Overview of FreeVS: Generative View Synthesis on Free Driving Trajectories

The paper introduces FreeVS, a novel fully generative approach to view synthesis in dynamic driving scenes. Traditional methods are limited to generating views along pre-recorded trajectories, degrading significantly when extrapolating to novel viewpoints. FreeVS tackles this limitation by utilizing a generative paradigm, capable of producing high-fidelity camera views for arbitrary trajectories without explicit 3D reconstruction processes.

Methodology

FreeVS leverages a pseudo-image representation to accurately model the 3D scene priors necessary for generating realistic views. This approach mitigates common issues such as maintaining 3D geometrical consistency and precise camera pose control.
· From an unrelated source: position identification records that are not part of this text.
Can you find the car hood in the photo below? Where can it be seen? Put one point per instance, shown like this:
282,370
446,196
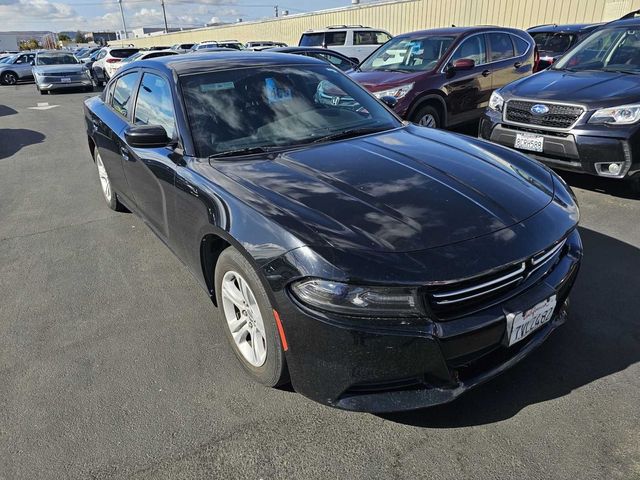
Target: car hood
378,80
70,68
594,89
403,190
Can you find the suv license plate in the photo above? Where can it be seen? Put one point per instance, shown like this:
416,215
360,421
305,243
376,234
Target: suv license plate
525,323
529,141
By simulating camera movements using viewpoint transformation on pseudo-images, FreeVS facilitates the synthesis for trajectories outside the recorded path.
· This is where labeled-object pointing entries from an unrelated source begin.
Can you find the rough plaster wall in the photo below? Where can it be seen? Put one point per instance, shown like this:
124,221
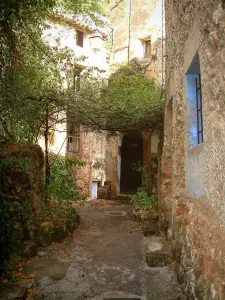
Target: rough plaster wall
98,151
197,233
145,21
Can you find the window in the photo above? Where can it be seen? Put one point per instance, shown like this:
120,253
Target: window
77,79
147,48
199,109
79,38
73,143
194,103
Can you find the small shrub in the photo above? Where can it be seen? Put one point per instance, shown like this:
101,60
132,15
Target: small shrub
142,202
62,186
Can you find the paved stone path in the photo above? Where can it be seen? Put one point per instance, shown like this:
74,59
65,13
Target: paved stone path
105,259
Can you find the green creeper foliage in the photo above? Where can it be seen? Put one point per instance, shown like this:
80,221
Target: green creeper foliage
130,101
62,186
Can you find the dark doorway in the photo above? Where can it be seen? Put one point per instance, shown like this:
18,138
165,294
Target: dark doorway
131,157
Training involves constructing pseudo-images from LiDAR-generated colored 3D point clouds, projected into the desired target view. During inference, FreeVS employs a diffusion model conditioned on these pseudo-images to synthesize views from pure noise. This eliminates the need for ground truth images in unrecorded trajectories by relying instead on 3D perception models to assess image consistency.

Evaluation and Results

The paper assesses FreeVS across two novel benchmarks designed for driving scenes:

  1. Novel Camera Synthesis: This benchmark evaluates FreeVS's ability to synthesize unseen camera views by withholding specific camera data during training and requiring the generation of these views during testing.
  2. Novel Trajectory Synthesis: Here, performance is evaluated on new driving paths where no ground truth exists. Instead, synthesized views are validated through their compatibility with existing 3D detection models, capturing perceptual robustness.

FreeVS demonstrates superior performance against SOTA methods like 3D Gaussian Splatting and street-level NeRF models, excelling particularly in scenarios demanding high fidelity and geometrical reliability. Its reduced computational overhead during inference and robustness to diverse camera movements further underscore its efficiency.

Implications and Future Directions

FreeVS's ability to generate consistent and high-quality views from minimal data inputs positions it as a pivotal advancement in autonomous driving simulations and embodied AI systems. By eliminating the need for extensive data reconstruction, FreeVS offers a scalable solution adaptable to various simulation environments.

Future research might focus on refining the integration of pseudo-images with other sensory data, expanding the range of applicable scenarios, or enhancing computational efficiency further. The methodology presents a potential leap towards more autonomous simulation environments, fostering increased realism and immersion in virtual spaces.

In conclusion, this research presents significant advancements in addressing the fidelity and flexibility demands of novel view synthesis, with promising implications for future AI and robotics applications.